You are viewing a plain text version of this content. The canonical link for it is here.
Posted to users@kafka.apache.org by Dumitru-Nicolae Marasoui <Ni...@kaluza.com> on 2020/07/13 19:30:35 UTC

3 kafka-streams or a single kafka streams

Hello kafka community,
I imagine the following behavior that I could code in 3 kafka-streams
pipelines and wondering if it can be done in fewer kafka streams with the
same guarantees:

I have 3 compacted topics, t1, t2 and t3, where t2 is the link (many-many)
between t1 & t3.
The same about t4-t6.

I need to replicate t1-3 in t4-6 with a slightly different domain and move
a column (avro attribute) from t1 to t6 to adapt the domains.

In a multi-kafka-streams-pipelines paradigm I could do the following:

I would create 2 or 3 intermediary topics:
- a topic keyed in t1 key which gets events copies from both t1 & t2, both
message types keyed in t1 key (kafka-streams-1 which merges 2 streams based
on t1 & t2 with slight re-keying)
- a topic keyed in t3 key which gets events copies from both t3 & t2, both
message types keyed in t3 key (kafka-streams-2 which merges 2 streams based
on t3 & t2 with slight re-keying)

Until now I have created 2 joins, and I know joins exist in KafkaStreams,
but these joins I can understand with my mind why they would be
linearizable, since the messages on topics t1 & t2 will be sent to a common
pipe with a total order between messages keyed in any particular t1 key, so
the state processing would be linearizable at the level of each t1 entity
(including t1 messages & t2 messages).

Now the output topics are having the same key: t2 key (which is t1+t3 keys
combined).

Now I can join these topics, again sending them both to a 3rd topic with
this join via merge strategy which i understand will not lose combinations
because it cannot allow concurrency, so that all the messages keyed in a
specific t2 key (a specific t1+t3 key combination) are read in order and
applied single thread fashion, linearizable (kafka-streams-3).

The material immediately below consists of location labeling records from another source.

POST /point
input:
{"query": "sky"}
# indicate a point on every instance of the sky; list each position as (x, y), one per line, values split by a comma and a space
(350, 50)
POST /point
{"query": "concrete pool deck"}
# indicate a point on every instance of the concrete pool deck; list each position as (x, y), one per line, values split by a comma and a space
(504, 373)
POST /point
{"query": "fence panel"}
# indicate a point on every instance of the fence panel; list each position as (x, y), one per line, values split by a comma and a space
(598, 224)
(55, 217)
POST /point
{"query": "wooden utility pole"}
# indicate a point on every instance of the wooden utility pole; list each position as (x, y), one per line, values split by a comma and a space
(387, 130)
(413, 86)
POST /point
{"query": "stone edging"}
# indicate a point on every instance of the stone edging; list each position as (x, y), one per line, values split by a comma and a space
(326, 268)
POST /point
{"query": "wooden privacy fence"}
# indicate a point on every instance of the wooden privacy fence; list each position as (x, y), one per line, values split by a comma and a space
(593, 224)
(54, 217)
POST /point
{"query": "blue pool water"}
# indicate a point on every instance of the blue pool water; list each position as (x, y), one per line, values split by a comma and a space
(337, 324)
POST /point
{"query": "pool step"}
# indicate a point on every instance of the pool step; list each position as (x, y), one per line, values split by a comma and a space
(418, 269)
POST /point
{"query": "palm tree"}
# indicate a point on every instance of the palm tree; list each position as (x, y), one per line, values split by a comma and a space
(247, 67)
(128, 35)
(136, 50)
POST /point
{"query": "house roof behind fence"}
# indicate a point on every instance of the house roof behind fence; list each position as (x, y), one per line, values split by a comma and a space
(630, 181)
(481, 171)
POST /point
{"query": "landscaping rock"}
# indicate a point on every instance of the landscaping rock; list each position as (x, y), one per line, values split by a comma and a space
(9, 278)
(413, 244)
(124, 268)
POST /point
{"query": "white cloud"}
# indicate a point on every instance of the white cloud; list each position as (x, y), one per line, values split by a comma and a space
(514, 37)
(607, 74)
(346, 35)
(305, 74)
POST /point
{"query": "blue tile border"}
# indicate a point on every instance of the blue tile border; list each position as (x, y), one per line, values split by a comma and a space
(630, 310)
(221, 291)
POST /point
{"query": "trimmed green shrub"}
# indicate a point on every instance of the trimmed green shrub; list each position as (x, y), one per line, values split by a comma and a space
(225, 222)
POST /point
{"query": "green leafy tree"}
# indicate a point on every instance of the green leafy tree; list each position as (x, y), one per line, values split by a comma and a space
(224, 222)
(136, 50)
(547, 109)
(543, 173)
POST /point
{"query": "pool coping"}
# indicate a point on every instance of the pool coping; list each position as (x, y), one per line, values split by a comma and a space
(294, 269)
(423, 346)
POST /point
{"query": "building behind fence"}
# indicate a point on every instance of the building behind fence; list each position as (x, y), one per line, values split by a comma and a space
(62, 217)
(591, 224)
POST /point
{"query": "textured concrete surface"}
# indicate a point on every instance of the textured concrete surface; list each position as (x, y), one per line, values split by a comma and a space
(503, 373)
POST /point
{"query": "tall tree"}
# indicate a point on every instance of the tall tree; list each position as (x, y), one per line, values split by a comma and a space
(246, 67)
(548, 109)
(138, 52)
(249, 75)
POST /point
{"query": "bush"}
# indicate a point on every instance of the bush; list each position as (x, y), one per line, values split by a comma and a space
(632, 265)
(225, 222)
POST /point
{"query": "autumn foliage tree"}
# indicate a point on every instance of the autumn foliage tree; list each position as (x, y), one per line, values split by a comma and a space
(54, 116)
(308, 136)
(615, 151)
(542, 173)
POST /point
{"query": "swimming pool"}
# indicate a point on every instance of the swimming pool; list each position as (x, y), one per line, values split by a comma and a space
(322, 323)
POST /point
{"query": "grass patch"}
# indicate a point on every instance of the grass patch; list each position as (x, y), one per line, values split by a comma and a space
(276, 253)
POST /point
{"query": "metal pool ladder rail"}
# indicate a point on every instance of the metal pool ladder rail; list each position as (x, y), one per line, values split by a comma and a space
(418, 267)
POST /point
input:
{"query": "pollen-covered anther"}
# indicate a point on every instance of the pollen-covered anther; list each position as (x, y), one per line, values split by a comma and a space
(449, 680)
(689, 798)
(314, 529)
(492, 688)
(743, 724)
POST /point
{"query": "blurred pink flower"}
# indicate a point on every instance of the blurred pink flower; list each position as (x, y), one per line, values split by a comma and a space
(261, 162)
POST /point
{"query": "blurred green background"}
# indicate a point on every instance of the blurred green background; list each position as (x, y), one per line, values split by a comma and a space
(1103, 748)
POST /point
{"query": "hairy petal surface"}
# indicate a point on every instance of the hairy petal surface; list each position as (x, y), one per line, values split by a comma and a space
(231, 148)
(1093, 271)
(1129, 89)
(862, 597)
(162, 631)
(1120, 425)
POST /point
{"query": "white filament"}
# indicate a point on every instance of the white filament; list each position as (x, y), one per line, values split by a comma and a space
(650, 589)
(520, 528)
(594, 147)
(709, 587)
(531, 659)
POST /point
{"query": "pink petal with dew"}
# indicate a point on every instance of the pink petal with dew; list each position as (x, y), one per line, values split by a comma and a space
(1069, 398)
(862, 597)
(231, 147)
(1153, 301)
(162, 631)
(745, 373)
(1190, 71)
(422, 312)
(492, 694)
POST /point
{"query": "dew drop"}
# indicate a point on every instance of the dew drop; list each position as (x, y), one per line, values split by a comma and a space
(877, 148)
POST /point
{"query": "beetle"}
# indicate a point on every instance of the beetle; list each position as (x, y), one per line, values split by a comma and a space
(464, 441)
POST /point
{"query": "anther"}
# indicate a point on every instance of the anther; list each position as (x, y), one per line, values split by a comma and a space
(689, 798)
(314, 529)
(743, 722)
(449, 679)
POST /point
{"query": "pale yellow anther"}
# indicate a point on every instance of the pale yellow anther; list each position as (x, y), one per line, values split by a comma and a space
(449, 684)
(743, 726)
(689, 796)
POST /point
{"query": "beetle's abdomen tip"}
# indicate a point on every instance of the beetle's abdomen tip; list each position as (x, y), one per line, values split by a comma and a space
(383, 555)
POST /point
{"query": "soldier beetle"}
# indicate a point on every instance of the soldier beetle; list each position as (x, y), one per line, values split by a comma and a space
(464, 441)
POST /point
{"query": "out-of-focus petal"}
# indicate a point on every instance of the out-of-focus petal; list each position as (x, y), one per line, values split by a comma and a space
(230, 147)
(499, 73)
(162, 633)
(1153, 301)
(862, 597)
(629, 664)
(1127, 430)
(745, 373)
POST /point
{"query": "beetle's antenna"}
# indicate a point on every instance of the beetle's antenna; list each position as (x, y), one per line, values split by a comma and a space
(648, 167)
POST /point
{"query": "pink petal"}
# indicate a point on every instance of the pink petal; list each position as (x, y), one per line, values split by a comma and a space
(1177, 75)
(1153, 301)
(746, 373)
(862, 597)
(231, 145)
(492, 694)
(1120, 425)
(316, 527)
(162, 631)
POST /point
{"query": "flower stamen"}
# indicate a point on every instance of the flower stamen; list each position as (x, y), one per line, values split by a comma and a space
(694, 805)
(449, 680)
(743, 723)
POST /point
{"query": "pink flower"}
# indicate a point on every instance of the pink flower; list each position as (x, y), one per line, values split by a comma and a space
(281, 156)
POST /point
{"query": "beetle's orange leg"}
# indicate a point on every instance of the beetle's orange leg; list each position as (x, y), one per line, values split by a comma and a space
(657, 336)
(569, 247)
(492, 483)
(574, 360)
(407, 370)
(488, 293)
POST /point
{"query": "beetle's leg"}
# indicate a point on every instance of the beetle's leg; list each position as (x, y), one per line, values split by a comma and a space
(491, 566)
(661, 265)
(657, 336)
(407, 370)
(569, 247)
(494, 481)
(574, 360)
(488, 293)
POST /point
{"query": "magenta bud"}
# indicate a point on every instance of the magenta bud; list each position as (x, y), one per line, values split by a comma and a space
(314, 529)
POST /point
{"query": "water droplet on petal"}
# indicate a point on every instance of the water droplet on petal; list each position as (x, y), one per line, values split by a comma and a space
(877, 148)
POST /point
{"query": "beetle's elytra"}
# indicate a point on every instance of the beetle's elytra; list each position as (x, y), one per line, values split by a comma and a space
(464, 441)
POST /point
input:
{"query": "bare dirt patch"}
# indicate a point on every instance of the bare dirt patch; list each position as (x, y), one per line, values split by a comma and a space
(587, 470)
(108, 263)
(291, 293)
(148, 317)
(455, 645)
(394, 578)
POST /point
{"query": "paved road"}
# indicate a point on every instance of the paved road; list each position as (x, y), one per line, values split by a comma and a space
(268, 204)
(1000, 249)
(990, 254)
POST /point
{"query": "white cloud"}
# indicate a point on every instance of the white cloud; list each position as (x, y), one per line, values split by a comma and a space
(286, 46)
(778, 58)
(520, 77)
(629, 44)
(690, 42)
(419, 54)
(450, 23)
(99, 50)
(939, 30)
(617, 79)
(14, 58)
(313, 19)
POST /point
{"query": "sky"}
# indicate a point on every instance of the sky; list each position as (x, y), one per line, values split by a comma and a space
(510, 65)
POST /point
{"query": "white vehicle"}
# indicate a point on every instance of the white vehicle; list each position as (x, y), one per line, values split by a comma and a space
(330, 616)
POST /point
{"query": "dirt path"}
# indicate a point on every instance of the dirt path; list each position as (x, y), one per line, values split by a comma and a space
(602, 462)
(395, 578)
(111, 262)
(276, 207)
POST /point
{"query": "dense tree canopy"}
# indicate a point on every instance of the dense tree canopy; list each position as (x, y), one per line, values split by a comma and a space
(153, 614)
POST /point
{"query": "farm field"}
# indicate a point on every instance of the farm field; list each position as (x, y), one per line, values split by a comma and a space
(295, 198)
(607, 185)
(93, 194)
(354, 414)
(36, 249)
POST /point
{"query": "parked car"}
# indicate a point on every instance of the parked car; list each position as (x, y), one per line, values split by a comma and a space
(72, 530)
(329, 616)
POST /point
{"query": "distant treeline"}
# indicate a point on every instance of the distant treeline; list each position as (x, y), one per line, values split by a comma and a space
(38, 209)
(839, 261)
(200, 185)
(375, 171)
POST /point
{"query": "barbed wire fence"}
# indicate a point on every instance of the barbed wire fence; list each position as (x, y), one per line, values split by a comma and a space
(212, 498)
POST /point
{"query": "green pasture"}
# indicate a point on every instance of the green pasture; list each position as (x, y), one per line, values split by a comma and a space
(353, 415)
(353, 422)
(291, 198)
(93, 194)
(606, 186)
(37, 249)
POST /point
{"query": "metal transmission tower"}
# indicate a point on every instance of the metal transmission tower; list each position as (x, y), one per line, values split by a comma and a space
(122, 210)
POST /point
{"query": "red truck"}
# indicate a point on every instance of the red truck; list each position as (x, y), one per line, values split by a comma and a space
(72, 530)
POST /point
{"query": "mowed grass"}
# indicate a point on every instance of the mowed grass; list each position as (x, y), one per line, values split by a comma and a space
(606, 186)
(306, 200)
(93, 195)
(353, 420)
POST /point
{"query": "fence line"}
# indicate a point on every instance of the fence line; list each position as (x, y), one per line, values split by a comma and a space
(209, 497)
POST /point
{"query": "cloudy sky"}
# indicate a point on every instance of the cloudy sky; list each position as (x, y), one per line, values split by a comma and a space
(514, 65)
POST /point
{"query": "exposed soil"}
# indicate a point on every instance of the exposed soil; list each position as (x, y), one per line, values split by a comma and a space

So from these 2+1 pipelines I can have an output back to t6 where I rewrite
t6 records with records that contain a new value that is taken from t1.

Does this make sense?
Would you think that it is doable in less pipelines?
Would using joins instead of these merges allow any such guarantees of
single threaded processing across topics? I think not?
Thank you,

-- 

Dumitru-Nicolae Marasoui

Software Engineer



w kaluza.com <https://www.kaluza.com/>

LinkedIn <https://www.linkedin.com/company/kaluza> | Twitter
<https://twitter.com/Kaluza_tech>

Kaluza Ltd. registered in England and Wales No. 08785057

VAT No. 100119879

Help save paper - do you need to print this email?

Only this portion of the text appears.